A mushroom stuffing, seasoned with onion, garlic and herbs, and a sauce infused with orange juice and zest, moisten the meat and sharpen the mild flavour of the roast lamb. The leg, a popular cut, provides plenty of tender, lean meat, delicious hot or cold.
ingredients
serves 8
1 tablespoon olive oil
1 large onion, peeled and finely chopped
4 cloves garlic, peeled and crushed
1 pound button mushrooms, wiped and chopped
1 cup whole wheat bread with crusts cut off, diced
2 tablespoons fresh parsley, finely chopped
1 level teaspoon dried marjoram
1/2 level teaspoon dried basil
1 medium orange
Freshly ground black pepper
6 pound leg of lamb, bone and fat removed
1 level tablespoon All purpose flour
1/2 pint vegetable or beef stock
Orange wedges and sprigs of marjoram to garnish
method
OVEN: Preheat to 230°C (450°F)
1. Heat the oil in a large skillet and cook the onion and garlic in it gently for 5 minutes, until lightly coloured. Add the mushrooms and cook for a further 8 minutes, or until the mushroom juices have evaporated.
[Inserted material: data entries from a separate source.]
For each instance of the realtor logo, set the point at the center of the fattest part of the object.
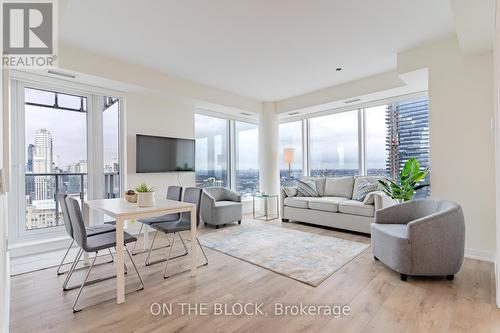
(29, 30)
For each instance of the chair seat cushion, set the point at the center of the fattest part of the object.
(105, 241)
(297, 202)
(100, 229)
(354, 207)
(327, 204)
(160, 219)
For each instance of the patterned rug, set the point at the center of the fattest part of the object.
(302, 256)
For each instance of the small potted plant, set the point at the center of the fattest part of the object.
(409, 182)
(145, 195)
(131, 196)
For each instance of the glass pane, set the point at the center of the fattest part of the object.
(334, 144)
(376, 145)
(111, 149)
(211, 151)
(56, 158)
(70, 102)
(247, 158)
(290, 137)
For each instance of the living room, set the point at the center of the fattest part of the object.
(275, 136)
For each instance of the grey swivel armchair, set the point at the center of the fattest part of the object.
(220, 206)
(420, 238)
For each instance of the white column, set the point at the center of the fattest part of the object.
(268, 151)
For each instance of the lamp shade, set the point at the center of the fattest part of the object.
(289, 155)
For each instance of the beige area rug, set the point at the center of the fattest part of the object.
(302, 256)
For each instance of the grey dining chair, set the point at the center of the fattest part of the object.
(91, 231)
(191, 195)
(94, 244)
(173, 193)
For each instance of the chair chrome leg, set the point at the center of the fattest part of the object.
(168, 257)
(83, 284)
(64, 258)
(183, 244)
(72, 269)
(135, 267)
(146, 262)
(138, 234)
(203, 251)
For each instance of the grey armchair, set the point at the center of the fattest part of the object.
(420, 237)
(220, 206)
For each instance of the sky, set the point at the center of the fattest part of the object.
(68, 128)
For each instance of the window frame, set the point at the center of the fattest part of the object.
(231, 138)
(362, 133)
(95, 158)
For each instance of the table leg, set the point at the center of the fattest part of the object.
(193, 242)
(146, 237)
(86, 220)
(120, 260)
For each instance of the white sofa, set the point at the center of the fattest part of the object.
(335, 207)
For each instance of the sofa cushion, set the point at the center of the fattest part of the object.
(360, 185)
(327, 204)
(297, 202)
(320, 184)
(339, 186)
(307, 188)
(355, 207)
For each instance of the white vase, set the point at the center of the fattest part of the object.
(146, 199)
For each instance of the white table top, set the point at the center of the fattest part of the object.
(120, 207)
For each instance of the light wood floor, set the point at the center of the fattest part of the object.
(380, 302)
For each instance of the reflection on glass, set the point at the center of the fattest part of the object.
(211, 151)
(334, 144)
(247, 158)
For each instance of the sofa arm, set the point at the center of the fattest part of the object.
(232, 195)
(382, 200)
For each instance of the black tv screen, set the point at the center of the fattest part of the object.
(162, 154)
2. Take the pan off the heat and mix in the bread, parsley, marjoram and basil. Grate in about 1 teaspoon of rind from the orange, season with pepper and stir well.
3. Stuff the lamb with the mushroom mixture, packing the stuffing, not too tightly, along the cavity left by removing the bone. Secure with skewers or thin, clean string if necessary to hold the meat in shape.
4. Put the lamb on a rack in a shallow roasting tin and roast in the heated oven, uncovered, for 15 minutes. Reduce the oven temperature to 180 C (350 F, gas mark 4), and continue cooking for another 2 hours for meat that is slightly pink and 2 hours 20 minutes for well-done meat.
5. Pare off the skin and outer membrane of the orange with a very sharp knife. Free the segments by cutting down each side of them to remove the membranes.
6. When the lamb is cooked, lift it onto a warmed serving dish, cover with foil and leave to rest for 10 minutes. Skim off and discard the fat from the juices in the roasting tin. Mix the flour into the remaining juices and gradually stir in the stock. Bring to the boil over a low heat, stirring to incorporate the browned juices from the bottom of the tin. Reduce the heat and simmer for 5 minutes, stirring frequently. Add the orange segments and heat through for 1 minute, then pour into a heated sauceboat.
7. Uncover the lamb and remove any skewers and string. Slice the meat, not too thinly, leaving the diners to remove any remaining fat. Garnish with the orange wedges and marjoram. Serve with the sauce.
The traditional accompaniments of new potatoes and peas cannot be bettered, but you can offer a different look with Snap peas or sugar snap peas.